In the winter of 1996, Museum owned glassware, purchased and donated by the Weston Area Glass History and Study Group, was displayed in the Penny Saved Antiques Mall, in the former JCPenney's building, at 230 Main Avenue in Weston. Later on April 25, 1998, the West Virginia Museum of American Glass, Ltd opened to the public in the former Cain's Drug Store building at the corner of Main and Second Streets in downtown Weston. This building provided 800 square feet of display area on the ground floor. Due to an ever expanding collection, the Board of Directors eventually determined a larger building was needed. Less than ten years later, an agreement was signed in September, 2006, to purchase the former JCPenney's department store complex at 230 Main Avenue.

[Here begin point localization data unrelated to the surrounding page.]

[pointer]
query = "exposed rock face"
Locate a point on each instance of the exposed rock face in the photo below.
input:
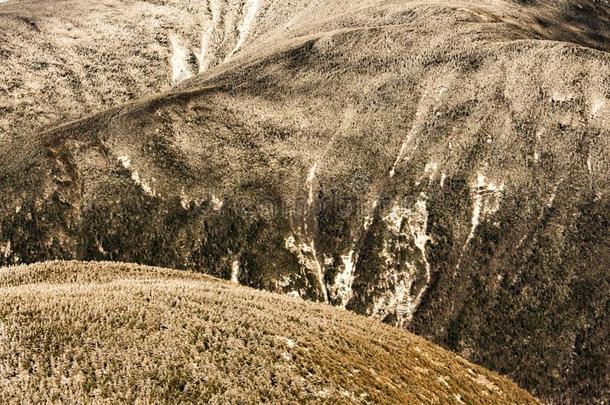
(438, 166)
(124, 333)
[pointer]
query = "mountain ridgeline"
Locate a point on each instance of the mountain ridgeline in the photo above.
(440, 166)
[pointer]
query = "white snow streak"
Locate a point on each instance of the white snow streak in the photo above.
(403, 300)
(235, 271)
(486, 202)
(597, 106)
(308, 258)
(211, 24)
(179, 61)
(401, 153)
(135, 176)
(246, 26)
(344, 280)
(311, 176)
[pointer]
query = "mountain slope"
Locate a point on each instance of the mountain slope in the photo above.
(108, 333)
(438, 166)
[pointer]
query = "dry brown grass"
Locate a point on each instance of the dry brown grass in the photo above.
(75, 332)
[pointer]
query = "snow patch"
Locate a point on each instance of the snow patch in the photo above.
(135, 175)
(7, 249)
(342, 288)
(430, 171)
(443, 179)
(308, 258)
(179, 61)
(211, 24)
(311, 176)
(217, 203)
(409, 227)
(597, 106)
(487, 197)
(235, 271)
(246, 26)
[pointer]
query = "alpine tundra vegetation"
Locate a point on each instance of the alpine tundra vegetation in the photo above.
(439, 166)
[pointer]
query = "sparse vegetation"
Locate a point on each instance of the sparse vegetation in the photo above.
(74, 332)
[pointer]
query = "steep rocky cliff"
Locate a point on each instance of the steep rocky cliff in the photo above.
(442, 166)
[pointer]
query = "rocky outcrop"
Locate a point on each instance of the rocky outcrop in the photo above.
(439, 167)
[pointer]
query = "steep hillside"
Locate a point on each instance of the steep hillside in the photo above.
(112, 333)
(442, 166)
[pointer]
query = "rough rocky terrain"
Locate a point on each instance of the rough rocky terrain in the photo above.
(114, 333)
(441, 166)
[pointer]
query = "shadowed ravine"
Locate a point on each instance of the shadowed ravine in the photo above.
(439, 167)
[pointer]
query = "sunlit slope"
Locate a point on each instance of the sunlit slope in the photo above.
(438, 166)
(114, 333)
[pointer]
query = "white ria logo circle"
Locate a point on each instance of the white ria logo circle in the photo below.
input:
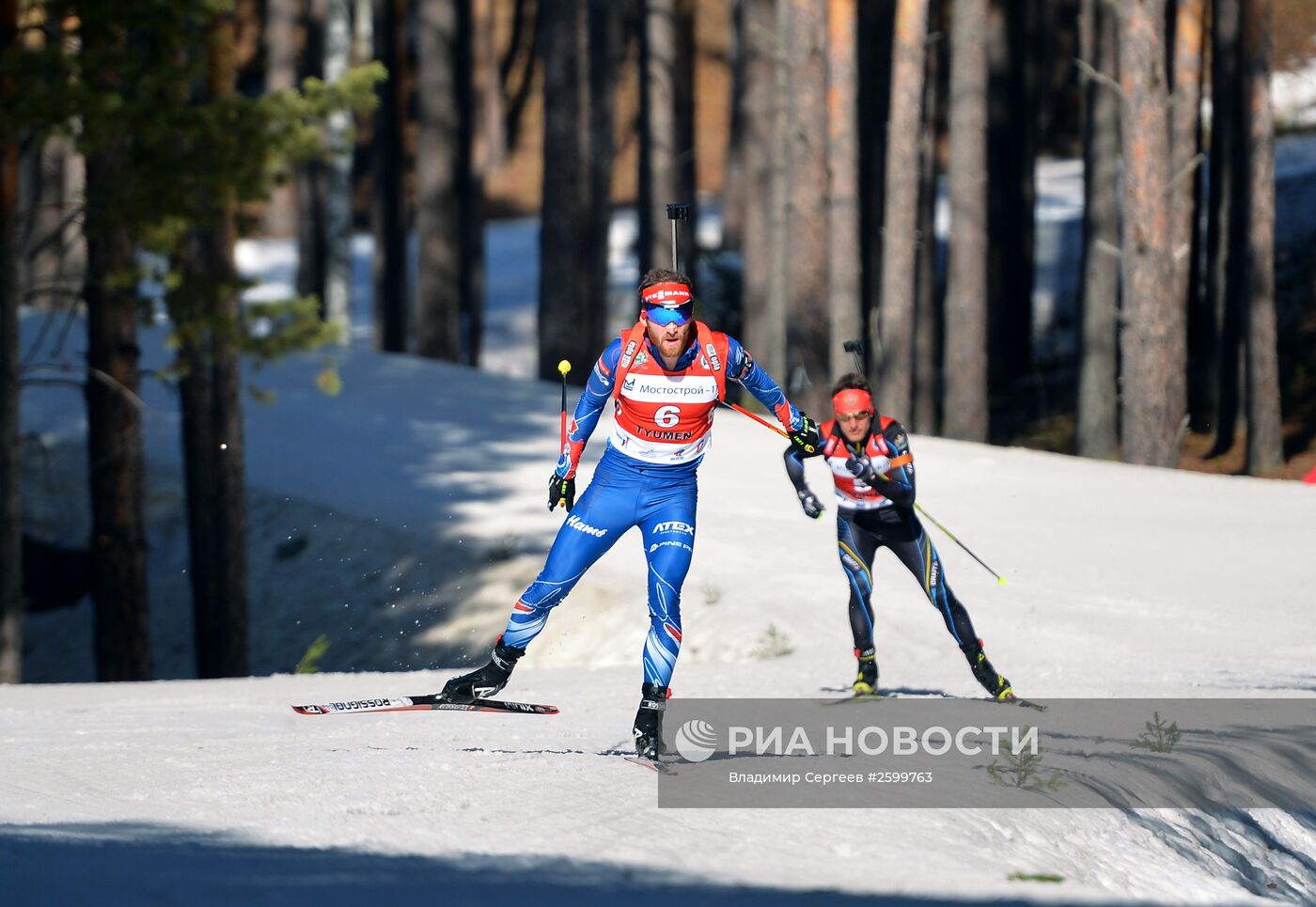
(697, 740)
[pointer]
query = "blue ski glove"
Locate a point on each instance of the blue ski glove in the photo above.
(561, 492)
(806, 439)
(868, 470)
(809, 502)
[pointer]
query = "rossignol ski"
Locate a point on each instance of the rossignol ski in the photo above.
(428, 702)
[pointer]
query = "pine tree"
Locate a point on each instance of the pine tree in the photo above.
(966, 411)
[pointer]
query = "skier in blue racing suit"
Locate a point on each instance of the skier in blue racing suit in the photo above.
(664, 378)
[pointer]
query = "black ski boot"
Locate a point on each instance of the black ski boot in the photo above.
(993, 682)
(486, 680)
(648, 731)
(866, 682)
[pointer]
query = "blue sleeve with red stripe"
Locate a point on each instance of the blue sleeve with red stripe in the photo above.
(595, 397)
(760, 384)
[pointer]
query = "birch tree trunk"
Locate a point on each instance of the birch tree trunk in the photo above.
(1098, 391)
(894, 342)
(763, 302)
(1226, 230)
(280, 55)
(213, 444)
(660, 178)
(1153, 334)
(807, 322)
(338, 175)
(877, 29)
(1265, 434)
(1184, 140)
(966, 407)
(312, 180)
(438, 226)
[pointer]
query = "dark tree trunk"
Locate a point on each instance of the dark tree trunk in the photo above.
(576, 203)
(1098, 391)
(844, 252)
(388, 206)
(877, 29)
(10, 506)
(1010, 219)
(928, 311)
(471, 190)
(1184, 141)
(1153, 334)
(438, 184)
(762, 201)
(661, 150)
(895, 351)
(114, 406)
(1265, 434)
(966, 407)
(213, 446)
(280, 71)
(1221, 328)
(807, 324)
(312, 180)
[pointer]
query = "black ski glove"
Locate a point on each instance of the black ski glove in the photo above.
(561, 492)
(806, 439)
(809, 502)
(868, 470)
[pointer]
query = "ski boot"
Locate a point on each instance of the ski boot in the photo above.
(993, 682)
(866, 682)
(648, 731)
(486, 680)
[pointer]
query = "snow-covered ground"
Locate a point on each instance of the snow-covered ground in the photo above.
(400, 520)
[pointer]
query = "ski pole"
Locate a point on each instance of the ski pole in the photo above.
(563, 367)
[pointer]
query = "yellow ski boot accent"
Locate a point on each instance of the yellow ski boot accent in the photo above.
(866, 680)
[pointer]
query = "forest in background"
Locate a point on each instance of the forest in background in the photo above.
(820, 129)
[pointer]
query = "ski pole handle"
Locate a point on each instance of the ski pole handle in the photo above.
(563, 367)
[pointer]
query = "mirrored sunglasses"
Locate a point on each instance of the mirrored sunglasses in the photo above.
(664, 316)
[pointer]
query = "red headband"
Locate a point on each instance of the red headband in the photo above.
(666, 294)
(852, 399)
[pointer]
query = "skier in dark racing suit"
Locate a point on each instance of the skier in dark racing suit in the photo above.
(872, 470)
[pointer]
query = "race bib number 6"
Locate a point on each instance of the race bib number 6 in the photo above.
(667, 416)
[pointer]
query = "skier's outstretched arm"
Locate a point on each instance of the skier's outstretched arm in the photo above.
(895, 482)
(756, 381)
(795, 473)
(595, 397)
(588, 408)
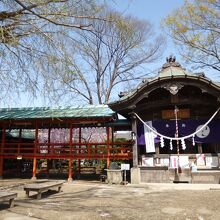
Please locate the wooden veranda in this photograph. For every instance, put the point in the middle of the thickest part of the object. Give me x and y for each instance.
(72, 121)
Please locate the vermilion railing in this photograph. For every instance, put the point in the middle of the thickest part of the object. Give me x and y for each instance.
(113, 150)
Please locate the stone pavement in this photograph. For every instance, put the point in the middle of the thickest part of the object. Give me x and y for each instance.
(94, 200)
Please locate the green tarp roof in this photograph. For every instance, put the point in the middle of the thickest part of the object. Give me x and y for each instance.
(89, 111)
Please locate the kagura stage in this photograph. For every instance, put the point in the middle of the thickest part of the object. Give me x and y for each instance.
(176, 123)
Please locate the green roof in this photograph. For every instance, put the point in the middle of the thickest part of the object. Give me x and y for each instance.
(89, 111)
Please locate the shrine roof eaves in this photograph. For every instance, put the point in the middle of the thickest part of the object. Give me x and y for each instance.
(88, 111)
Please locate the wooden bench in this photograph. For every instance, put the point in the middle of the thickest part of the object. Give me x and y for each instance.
(42, 187)
(10, 196)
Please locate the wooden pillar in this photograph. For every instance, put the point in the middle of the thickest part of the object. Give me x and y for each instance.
(200, 148)
(35, 152)
(48, 150)
(135, 149)
(80, 141)
(2, 152)
(108, 148)
(70, 176)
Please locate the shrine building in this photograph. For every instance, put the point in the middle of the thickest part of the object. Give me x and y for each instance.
(175, 126)
(173, 122)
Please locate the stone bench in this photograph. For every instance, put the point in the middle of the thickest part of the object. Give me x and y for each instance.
(42, 187)
(8, 196)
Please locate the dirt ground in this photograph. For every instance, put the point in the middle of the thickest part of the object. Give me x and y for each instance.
(83, 200)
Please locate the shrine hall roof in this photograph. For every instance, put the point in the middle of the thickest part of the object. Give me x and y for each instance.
(170, 70)
(89, 111)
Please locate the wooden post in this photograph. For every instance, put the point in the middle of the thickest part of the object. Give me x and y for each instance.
(48, 150)
(2, 152)
(199, 148)
(70, 179)
(80, 141)
(35, 152)
(108, 148)
(135, 150)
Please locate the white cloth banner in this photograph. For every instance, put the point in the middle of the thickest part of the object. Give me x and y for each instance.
(149, 138)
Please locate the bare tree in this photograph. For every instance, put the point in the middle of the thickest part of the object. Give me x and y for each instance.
(195, 28)
(107, 58)
(27, 32)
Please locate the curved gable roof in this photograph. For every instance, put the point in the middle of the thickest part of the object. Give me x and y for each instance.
(171, 73)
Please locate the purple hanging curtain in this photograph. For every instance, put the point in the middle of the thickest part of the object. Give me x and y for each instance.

This has been the Museum's location ever since then.

==Collection==
Spanning the 19th century through the present time, some 18,000 pieces of virtually every type of American glass are on public display with at least that much additional glassware in open storage, available for research and study. Many clubs and individuals have donated collections and/or display cases to be dedicated to specific kinds of glass. Some past examples are: Steuben Glass from the late Broadway producer Martin Massman's estate; Cameo glass by West Virginia artist Kelsey Murphy and glass paperweights from the Degenhart Museum.

==Research==
The Dorothy B. Dagherty Research Library contains several thousand glass history and ware identification books, a complete set of American Flint Glass Workers' Union of North America convention proceedings (1878-1996), bound Flint Union circulars (1892-1999) and a full set of the same Union's monthly magazine - The American Flint (1910-2000).

==Archives==
A large number of ephemera are held to include several hundred original glassware catalogs, original glass factory correspondence, advertisements, photographs, original artwork and production records. The original extensive outgoing correspondence records of the President, Vice-president and Secretary of the American Flint Glass Workers' Union of North America, a unique depository of both glass and labor history. A virtual museum lists over 34,000 glass objects as well as thousands of photographs and archival documents.

==Programs==
Prior to the Museum's incorporation, a regional glass history conference was held in Weston in 1992. Now known as the Glass Gathering, a two-day research conference that alternates between Weston and a different geographic location every other year, has been sponsored by the Museum every year since its inception. Other annual activities include an American Mid Century Modern Glass Symposium and meetings of The Ancient and Honorable Order of Glass Flakes, an invitation only group of internationally known glass researchers and authors.

==Publications==
Publications include a quarterly magazine, All About Glass, (1993–present), a series of monographs on various glass topics (over 150 titles), and a book publishing imprint, The Glass Flakes Press, which has published 10 titles since its inception in 2013.